Conhecido pelos ataques frequentes a indígenas e quilombolas, o presidente conta, em seu governo, com o apoio oficial da bancada ruralista, tradicionalmente interessada nas terras em questão. Como consequência, a disputa tem provocado também um aumento dos ataques a indígenas, como é o caso de Raoni, conhecido internacionalmente pela luta em defesa da Amazônia.
“Minha fala é para o bem viver, é tranquila e não ofendo ninguém. [Quero] que todo mundo viva com saúde e tranquilidade. Minha luta é pela preservação do meio ambiente e hoje todo mundo está com olhos voltados para a destruição do meio ambiente. Meu trabalho é pra fortalecer o meio ambiente, para preservá-lo para todos”, reforçou o cacique nesta quarta, acrescentando que sua luta é pelos povos indígenas, pela sobrevivência de seus descendentes e dos territórios.
“É exatamente por isso que reconhecemos ele tanto como avô quanto como uma liderança do nosso povo e do Brasil”, acrescentou Maial Kayapó, neta do cacique, que traduziu o conteúdo da fala do líder para a imprensa.

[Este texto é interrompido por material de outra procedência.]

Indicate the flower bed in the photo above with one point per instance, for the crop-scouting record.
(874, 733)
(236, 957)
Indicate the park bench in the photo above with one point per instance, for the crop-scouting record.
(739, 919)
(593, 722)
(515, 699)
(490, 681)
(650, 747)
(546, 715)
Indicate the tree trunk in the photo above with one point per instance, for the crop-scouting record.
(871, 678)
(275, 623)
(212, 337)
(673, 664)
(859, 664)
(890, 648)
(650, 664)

Raoni chegou à Câmara acompanhado de diferentes apoiadores, entre indígenas e parceiros da sociedade civil organizada. Entoando o mantra “Raoni sim, Bolsonaro não”, eles foram recebidos por deputados das siglas PT, PCdoB, PSB, Psol e Rede.
“Esta é a mais clara demonstração de que o Congresso Nacional pensa exatamente o contrário do que disse o presidente da República perante o mundo inteiro. O cacique Raoni é um orgulho pra todos nós e não poderia ter recepção maior do que esta”, disse o líder da oposição, Alessandro Molon (PSB-RJ).

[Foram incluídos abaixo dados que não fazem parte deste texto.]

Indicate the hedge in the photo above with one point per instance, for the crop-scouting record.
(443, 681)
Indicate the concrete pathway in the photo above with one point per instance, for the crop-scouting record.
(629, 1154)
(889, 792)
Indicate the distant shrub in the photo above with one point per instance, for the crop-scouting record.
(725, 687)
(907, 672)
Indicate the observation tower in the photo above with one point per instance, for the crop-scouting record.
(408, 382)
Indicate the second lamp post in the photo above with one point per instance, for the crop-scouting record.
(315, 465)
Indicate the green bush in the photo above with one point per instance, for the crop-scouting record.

Nos bastidores de Brasília, a leitura é de que o ataque do presidente ao líder ajuda a projetar ainda mais a defesa da luta indígena e também a candidatura de Raoni ao Prêmio Nobel da Paz de 2020, para o qual foi recentemente indicado por ambientalistas e antropólogos por conta do trabalho em defesa da Amazônia.
“Bolsonaro promoveu meu tio. Ele vai continuar defendendo indígenas, defendendo a Amazônia, e eu estou junto com ele. Nós aqui estamos juntos com o cacique”, bradou Megaron Kaiapó, sobrinho do líder.

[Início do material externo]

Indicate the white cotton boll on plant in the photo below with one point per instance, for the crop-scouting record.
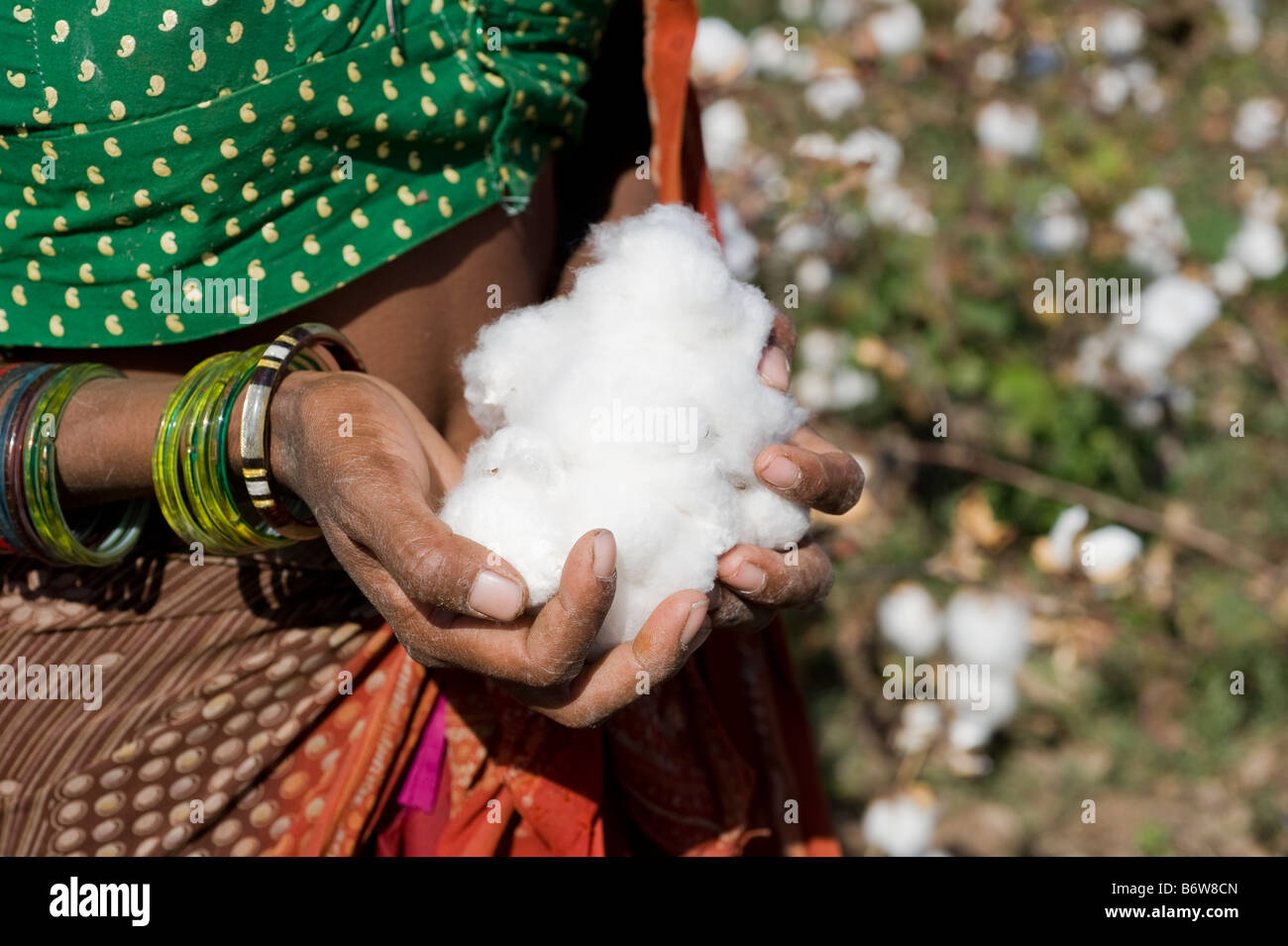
(897, 29)
(910, 619)
(1173, 309)
(1108, 553)
(1009, 129)
(1258, 248)
(1258, 124)
(1065, 529)
(979, 716)
(1122, 30)
(833, 94)
(720, 53)
(631, 404)
(724, 134)
(987, 628)
(905, 825)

Na ONU, Bolsonaro também afirmou à comunidade internacional que o país não irá mais demarcar territórios tradicionais. "Quero deixar claro: o Brasil não vai aumentar para 20% sua área já demarcada como terra indígena, como alguns chefes de Estados gostariam que acontecesse", disse.
Coordenadora da Frente Parlamentar Mista em Defesa dos Povos Indígenas, a deputada Joênia Wapichana (Rede-RR) classificou a atitude do presidente como um “desserviço para o povo brasileiro”.
“É inadmissível. Colocaram a gente numa situação de vulnerabilidade porque é o chefe de Estado que está dizendo que não vai demarcar terras e está colocando em risco a vida dos povos indígenas. Tem que colocar um limite nesse descontrole do presidente”, defendeu.
Durante a coletiva, a liderança da minoria na Câmara anunciou que a oposição prepara para o próximo dia 17 um ato em defesa da Amazônia. Articulado em parceria com o Fórum Pela Amazônia, o protesto será em Marabá, no Pará, e tem o objetivo de potencializar, dentro e fora do Brasil, a campanha pela preservação da floresta. A manifestação tende a ser mais um capítulo da crise que cerca o governo Bolsonaro por conta de questões ambientais.